Every episode of Outlander feels like a movie—from its completely captivating opening credits through every beautifully shot and acted scene. There’s no duo on television right now with better chemistry than Sam Hueghan and Caitriona Balfe, and that chemistry was used this year to its fullest extent—creating a grand, sweeping romance of epic proportions. There’s more to this show than just its central love story, of course, and this year also brought twists involving fellow time travelers and brutally honest depictions of torture and the aftermath of trauma. But it was that central love story that brightened everything around it and elevated the entire show to the realm of something truly special.
8. Agent Carter
Agent Carter is unlike anything else on television right now. It’s a spy show with some superhuman elements. It’s a story about a woman learning to move on after the man she loves “died.” It’s a story of friendship between women and of respect (and maybe something more?) between a woman and a man who’ve both lost too much in the war. And—most importantly—it’s a story about how one woman rises above the sexist mindsets of her time to carve out her own place in the workforce and the world. Peggy Carter taught us all to know our value, and we’ve all been forever changed because of that lesson.

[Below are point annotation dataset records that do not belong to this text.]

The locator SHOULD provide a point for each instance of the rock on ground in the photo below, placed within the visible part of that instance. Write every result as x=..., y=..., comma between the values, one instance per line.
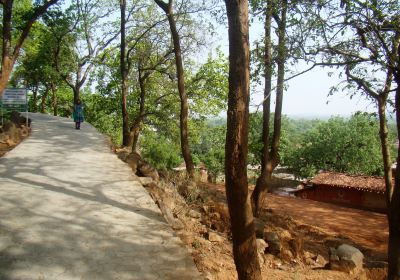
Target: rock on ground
x=346, y=258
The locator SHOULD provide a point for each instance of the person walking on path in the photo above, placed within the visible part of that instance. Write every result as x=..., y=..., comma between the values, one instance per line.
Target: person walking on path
x=78, y=114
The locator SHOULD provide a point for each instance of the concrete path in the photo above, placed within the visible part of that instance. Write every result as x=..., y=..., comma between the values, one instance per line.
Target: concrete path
x=69, y=209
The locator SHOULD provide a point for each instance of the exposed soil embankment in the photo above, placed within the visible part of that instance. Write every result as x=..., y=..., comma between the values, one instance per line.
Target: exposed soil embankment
x=13, y=132
x=289, y=247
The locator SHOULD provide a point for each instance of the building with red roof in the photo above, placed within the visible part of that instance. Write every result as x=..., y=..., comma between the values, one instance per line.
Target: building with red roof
x=364, y=192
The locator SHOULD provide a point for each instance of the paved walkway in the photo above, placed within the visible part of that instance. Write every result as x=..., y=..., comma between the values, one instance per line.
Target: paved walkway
x=69, y=209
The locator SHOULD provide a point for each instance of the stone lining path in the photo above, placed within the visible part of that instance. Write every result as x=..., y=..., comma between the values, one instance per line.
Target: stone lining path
x=69, y=209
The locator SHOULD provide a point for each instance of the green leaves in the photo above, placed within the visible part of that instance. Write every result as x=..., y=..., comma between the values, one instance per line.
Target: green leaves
x=342, y=145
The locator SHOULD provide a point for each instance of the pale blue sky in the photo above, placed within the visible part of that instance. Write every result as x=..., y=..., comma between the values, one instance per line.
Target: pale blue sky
x=306, y=95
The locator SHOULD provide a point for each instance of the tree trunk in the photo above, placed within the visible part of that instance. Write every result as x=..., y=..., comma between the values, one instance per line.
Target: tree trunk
x=124, y=78
x=394, y=204
x=43, y=103
x=184, y=131
x=9, y=56
x=77, y=94
x=7, y=62
x=271, y=158
x=256, y=197
x=54, y=101
x=243, y=236
x=35, y=100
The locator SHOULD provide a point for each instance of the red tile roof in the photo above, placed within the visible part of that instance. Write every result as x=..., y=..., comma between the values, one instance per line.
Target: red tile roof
x=341, y=180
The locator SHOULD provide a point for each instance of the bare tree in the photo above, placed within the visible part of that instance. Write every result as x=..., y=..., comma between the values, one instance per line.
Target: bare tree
x=184, y=131
x=243, y=236
x=270, y=154
x=10, y=53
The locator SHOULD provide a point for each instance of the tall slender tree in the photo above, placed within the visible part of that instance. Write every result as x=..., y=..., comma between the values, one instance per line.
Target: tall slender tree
x=124, y=76
x=184, y=130
x=270, y=154
x=243, y=236
x=364, y=39
x=11, y=51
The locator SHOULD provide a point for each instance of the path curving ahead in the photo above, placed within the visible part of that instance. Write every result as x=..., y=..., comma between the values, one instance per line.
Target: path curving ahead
x=70, y=209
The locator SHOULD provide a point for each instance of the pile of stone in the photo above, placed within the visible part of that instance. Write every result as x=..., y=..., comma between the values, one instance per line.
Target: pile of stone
x=139, y=166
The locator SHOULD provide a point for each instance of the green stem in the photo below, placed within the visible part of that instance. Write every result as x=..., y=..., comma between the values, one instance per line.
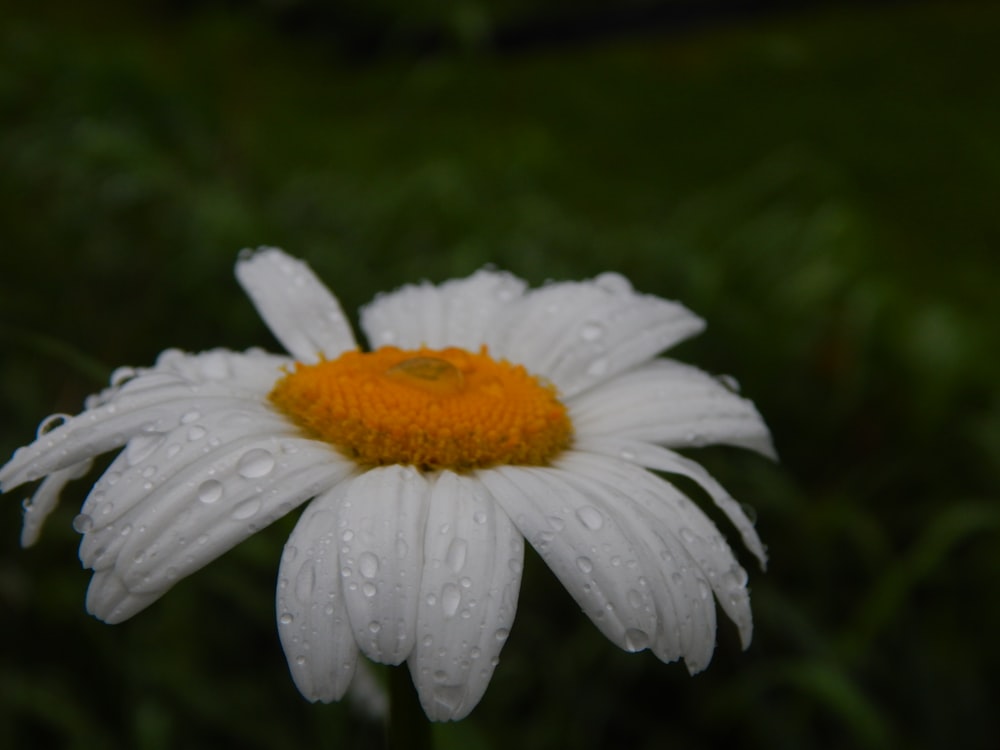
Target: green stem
x=406, y=726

9. Unbreakable Kimmy Schmidt
What surprised me the most about Unbreakable Kimmy Schmidt was its message of strength and hope. Of course it’s hilarious; it gave us “Peeno Noir,” after all. But it’s also powerful. Kimmy’s story is the story a woman who suffered a traumatic experience that would break most people, but instead of being bitter and afraid, she chose to look at the world with hopeful eyes and a kind heart. Kimmy is such a strong protagonist, and her strength elevated this show from a silly sitcom to a comedy with substance.
10. Girl Meets World
Girl Meets World is one of those shows I don’t often remember to watch when it’s on, but when I do watch it, I’m reminded of how special it is. There’s an easy warmth and natural chemistry between all the characters that’s so reminiscent of Boy Meets World, and cameos from and callbacks to that original show are always fun to spot. But the real power of this show comes from the way it’s tackling important topics for teens (friendship and dating, bullying, religion, family dynamics, and even autism spectrum disorders) in a way that never feels like it’s trying too hard to be “important.” Instead, it deals with them with a refreshing sense of openness and honesty, making this a show with the kind of broad appeal and staying power that made its predecessor famous.